Contact tracing can be difficult, but Auch said the fact that a local agency and local number appears on the phones of those being contacted is a plus. The agency has had an 86 percent success rate while attempting 1,346 contacts.


Still, the director pointed out that it can be difficult to reach those needing to be contacted. In one case, she told the Swift County Board of Commissioners that a staff member devoted nearly 12 hours to contact the members of one non-English speaking family. The agency relies on interpreters to assist.

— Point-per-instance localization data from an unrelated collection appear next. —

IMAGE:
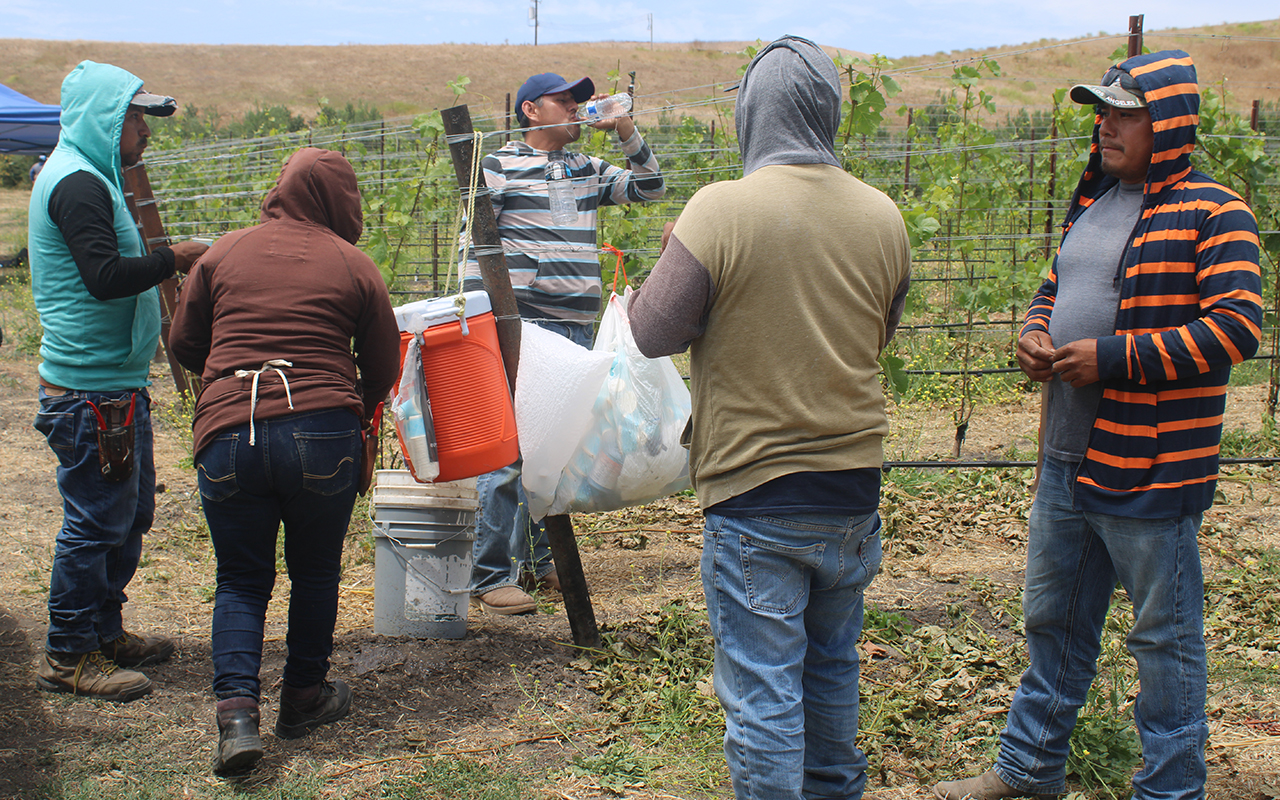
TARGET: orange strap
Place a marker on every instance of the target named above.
(618, 268)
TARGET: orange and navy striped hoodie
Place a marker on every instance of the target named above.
(1189, 309)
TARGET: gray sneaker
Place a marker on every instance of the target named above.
(91, 675)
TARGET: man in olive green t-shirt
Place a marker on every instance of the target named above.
(785, 286)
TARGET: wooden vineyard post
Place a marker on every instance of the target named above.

Based on the contact tracing by Countryside staff, of the positive cases in the five counties, 26 percent have been persons of Hispanic ethnicity; 55 percent non-Hispanic; and 18 percent where the ethnicity is not known.

In the five counties, 30 percent of those infected with COVID-19 to date have been persons in the age range of 20 to 29 years, making this the largest age block of those infected, according to Auch. Females comprise 43 percent and males 52 percent of those infected to date.

The counties have been fortunate in not having experienced any large spikes or cases in long-term care facilities, she said.

Trend lines show the fastest rising curve of new cases is in Chippewa County, but Auch said Swift and Big Stone counties are recently showing upticks. While Lac qui Parle County has only six confirmed cases to date, Auch cautioned that the prevalence of the virus in the county is probably greater than the recorded number indicates.